Neil esbofeteou a mão de Andrew e voltou para o sofá. Andrew sentou-se no meio, então Neil se acomodou no espaço ao seu lado. Seu corpo se arrependeu de interferir na luta, mas Matt deu um leve aceno de agradecimento quando Neil buscou sua atenção pela sala. Neil olhou para Andrew, tentando avaliar seu humor, e seguiu seu olhar para baixo. Andrew havia trazido uma pequena faca e a virava de um lado para o outro entre os dedos. Não era uma das quais ele guardava em suas braçadeiras, mas Neil não ficou surpreso por não tê-la reconhecido. Ele quase nunca via a mesma faca duas vezes.

– Nem é tão fascinante –, disse Andrew.

– Não –, concordou Neil.

Ele não sabia como explicar as sensações complicadas que uma lâmina afiada provocava. Seu pai era chamado de carniceiro por um motivo. Sua arma favorita era um cutelo afiado e robusto o suficiente para arrancar membros em um único golpe. Antes do cutelo Nathan Wesninski usava um machado. Ele ainda mantinha esse machado por perto quando queria que alguém sofresse. A lâmina era afiada o suficiente, exigindo pouco esforço para retalhar entre os ossos. Neil só o vira usá-lo uma vez, no dia em que conheceu Riko e Kevin no Estádio Evermore.
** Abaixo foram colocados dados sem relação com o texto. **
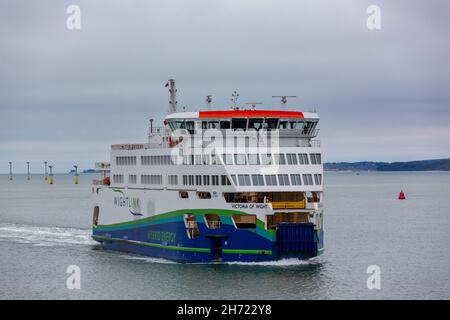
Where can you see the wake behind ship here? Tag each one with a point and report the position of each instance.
(215, 186)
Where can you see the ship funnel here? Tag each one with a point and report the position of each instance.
(208, 102)
(172, 96)
(284, 100)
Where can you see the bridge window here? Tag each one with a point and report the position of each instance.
(245, 221)
(244, 180)
(225, 124)
(255, 123)
(239, 123)
(180, 124)
(258, 179)
(283, 125)
(271, 123)
(213, 125)
(296, 125)
(283, 179)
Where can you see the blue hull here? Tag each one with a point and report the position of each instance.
(168, 239)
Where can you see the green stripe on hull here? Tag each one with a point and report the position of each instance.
(160, 246)
(177, 216)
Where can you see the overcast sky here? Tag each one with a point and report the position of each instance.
(66, 95)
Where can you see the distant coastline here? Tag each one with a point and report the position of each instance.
(420, 165)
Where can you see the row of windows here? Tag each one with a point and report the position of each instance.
(227, 159)
(247, 180)
(306, 127)
(151, 179)
(215, 180)
(205, 180)
(157, 160)
(126, 161)
(270, 159)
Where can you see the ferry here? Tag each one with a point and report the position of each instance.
(216, 185)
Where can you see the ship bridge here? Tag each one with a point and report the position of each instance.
(288, 122)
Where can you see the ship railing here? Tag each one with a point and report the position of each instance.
(309, 143)
(289, 205)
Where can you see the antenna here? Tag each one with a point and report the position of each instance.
(151, 125)
(208, 102)
(253, 104)
(45, 171)
(234, 98)
(173, 96)
(284, 100)
(28, 171)
(10, 171)
(76, 174)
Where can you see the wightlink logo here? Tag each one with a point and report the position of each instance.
(133, 204)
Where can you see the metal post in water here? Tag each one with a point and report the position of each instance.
(45, 171)
(76, 174)
(51, 174)
(208, 102)
(28, 171)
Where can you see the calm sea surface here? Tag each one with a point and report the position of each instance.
(44, 229)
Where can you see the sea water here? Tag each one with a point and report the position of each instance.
(45, 228)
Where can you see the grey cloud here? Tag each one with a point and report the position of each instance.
(102, 83)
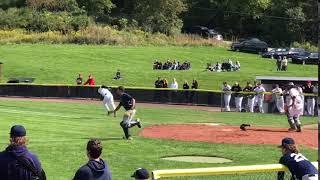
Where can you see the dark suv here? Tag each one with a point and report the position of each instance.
(250, 45)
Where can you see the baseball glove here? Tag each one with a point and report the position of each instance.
(243, 126)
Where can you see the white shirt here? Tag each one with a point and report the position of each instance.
(105, 93)
(277, 91)
(174, 85)
(226, 89)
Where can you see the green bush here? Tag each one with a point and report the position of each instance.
(306, 45)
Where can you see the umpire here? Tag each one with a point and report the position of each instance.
(128, 104)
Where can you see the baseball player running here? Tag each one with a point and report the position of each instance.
(250, 97)
(279, 98)
(259, 90)
(237, 96)
(226, 89)
(108, 101)
(294, 105)
(299, 166)
(128, 104)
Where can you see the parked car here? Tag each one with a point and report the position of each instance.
(306, 58)
(250, 45)
(203, 32)
(281, 52)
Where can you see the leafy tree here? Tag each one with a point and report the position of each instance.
(96, 8)
(160, 15)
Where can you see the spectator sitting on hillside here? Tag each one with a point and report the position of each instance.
(79, 79)
(118, 75)
(158, 83)
(237, 66)
(16, 161)
(90, 81)
(174, 84)
(141, 174)
(95, 168)
(171, 65)
(165, 83)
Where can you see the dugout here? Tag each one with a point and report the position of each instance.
(269, 81)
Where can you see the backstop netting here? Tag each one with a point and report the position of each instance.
(255, 172)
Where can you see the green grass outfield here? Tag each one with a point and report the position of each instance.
(58, 133)
(60, 64)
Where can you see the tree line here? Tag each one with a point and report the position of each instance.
(279, 22)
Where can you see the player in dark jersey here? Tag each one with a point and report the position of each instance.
(300, 167)
(128, 104)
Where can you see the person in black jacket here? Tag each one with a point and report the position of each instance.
(96, 168)
(16, 162)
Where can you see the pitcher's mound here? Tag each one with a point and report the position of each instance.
(198, 159)
(229, 134)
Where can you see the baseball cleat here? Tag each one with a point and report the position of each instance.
(138, 123)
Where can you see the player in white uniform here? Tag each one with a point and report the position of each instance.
(259, 90)
(226, 89)
(279, 98)
(108, 101)
(295, 108)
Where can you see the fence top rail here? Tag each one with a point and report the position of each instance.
(139, 88)
(157, 174)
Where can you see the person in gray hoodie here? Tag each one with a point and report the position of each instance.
(96, 168)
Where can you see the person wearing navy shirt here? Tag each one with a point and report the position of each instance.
(128, 104)
(17, 162)
(299, 166)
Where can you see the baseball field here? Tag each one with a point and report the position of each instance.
(60, 64)
(58, 131)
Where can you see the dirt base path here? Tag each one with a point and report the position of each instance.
(94, 101)
(229, 134)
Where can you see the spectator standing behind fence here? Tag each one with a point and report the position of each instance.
(79, 79)
(237, 96)
(96, 168)
(186, 87)
(118, 75)
(278, 63)
(90, 81)
(174, 84)
(249, 89)
(158, 83)
(284, 64)
(277, 91)
(299, 166)
(16, 162)
(226, 90)
(165, 83)
(259, 96)
(308, 88)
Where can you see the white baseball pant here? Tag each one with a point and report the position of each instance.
(280, 104)
(251, 104)
(238, 102)
(310, 106)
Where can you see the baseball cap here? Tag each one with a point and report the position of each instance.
(286, 141)
(141, 173)
(17, 131)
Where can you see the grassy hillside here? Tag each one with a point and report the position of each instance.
(59, 132)
(61, 64)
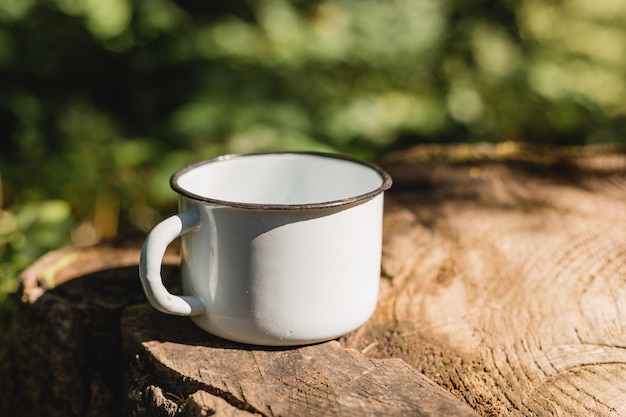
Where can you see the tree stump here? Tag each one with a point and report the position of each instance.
(502, 294)
(505, 276)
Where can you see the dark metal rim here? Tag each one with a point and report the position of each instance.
(386, 183)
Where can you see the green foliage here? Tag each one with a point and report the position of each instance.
(101, 100)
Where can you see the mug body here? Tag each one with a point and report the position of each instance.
(288, 246)
(272, 277)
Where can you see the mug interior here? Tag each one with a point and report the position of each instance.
(281, 180)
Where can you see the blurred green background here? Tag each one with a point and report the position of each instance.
(101, 100)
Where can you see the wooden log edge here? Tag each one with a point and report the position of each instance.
(92, 346)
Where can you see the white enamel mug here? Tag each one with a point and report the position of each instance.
(277, 248)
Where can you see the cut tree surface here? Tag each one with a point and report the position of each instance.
(173, 361)
(506, 277)
(504, 283)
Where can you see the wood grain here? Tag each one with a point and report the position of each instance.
(506, 278)
(174, 358)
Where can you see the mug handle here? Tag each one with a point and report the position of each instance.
(150, 265)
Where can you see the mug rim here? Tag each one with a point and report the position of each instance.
(385, 185)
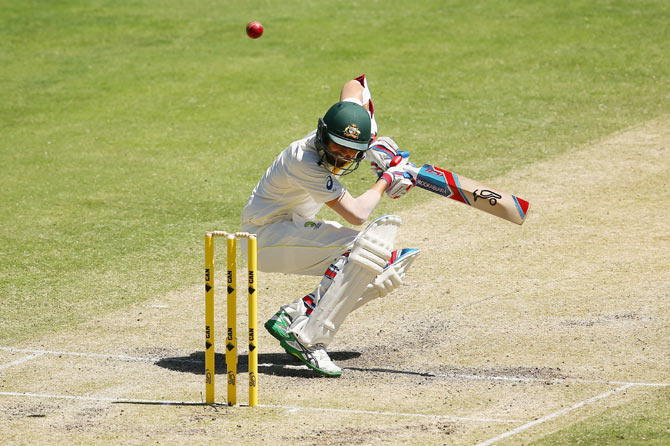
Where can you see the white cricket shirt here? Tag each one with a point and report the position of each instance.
(295, 185)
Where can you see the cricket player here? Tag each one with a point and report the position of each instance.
(356, 266)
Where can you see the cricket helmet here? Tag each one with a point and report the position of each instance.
(346, 124)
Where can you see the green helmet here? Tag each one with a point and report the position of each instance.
(347, 124)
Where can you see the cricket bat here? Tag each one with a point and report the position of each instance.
(470, 192)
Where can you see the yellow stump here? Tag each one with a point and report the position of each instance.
(209, 319)
(253, 308)
(231, 338)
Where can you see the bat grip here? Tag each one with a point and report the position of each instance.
(395, 161)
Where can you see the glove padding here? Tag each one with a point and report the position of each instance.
(381, 154)
(399, 181)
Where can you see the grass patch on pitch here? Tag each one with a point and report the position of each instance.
(128, 129)
(643, 421)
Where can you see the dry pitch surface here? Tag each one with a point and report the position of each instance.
(500, 335)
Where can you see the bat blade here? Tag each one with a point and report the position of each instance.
(470, 192)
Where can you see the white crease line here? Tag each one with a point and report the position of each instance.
(99, 399)
(289, 409)
(543, 380)
(21, 361)
(413, 372)
(84, 355)
(553, 415)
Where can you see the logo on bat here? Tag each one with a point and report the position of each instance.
(487, 195)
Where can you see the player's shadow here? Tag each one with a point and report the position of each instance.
(278, 364)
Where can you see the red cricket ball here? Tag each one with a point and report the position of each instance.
(254, 30)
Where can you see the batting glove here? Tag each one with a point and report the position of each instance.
(382, 152)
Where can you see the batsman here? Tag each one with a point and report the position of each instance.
(355, 266)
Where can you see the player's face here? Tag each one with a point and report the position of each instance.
(344, 155)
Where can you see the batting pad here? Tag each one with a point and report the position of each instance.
(369, 254)
(390, 279)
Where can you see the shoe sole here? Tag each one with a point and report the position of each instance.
(298, 355)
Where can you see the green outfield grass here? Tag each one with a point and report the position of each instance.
(127, 129)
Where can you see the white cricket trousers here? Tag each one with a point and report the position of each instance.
(298, 246)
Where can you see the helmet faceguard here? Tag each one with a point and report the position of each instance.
(348, 125)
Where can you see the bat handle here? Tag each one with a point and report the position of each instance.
(396, 160)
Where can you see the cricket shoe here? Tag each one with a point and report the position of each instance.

– É só que... – Neil procurou por palavras, ciente de que a conversa do outro lado da sala tinha se acalmado um pouco. Os veteranos estavam tentando ouvir sem parecer óbvio. Neil se conteve com a explicação mais vaga que pôde, esperando que seus companheiros se confundissem ligando o pronome a Riko.

– Eu nunca entendi o porquê ele gosta tanto de facas.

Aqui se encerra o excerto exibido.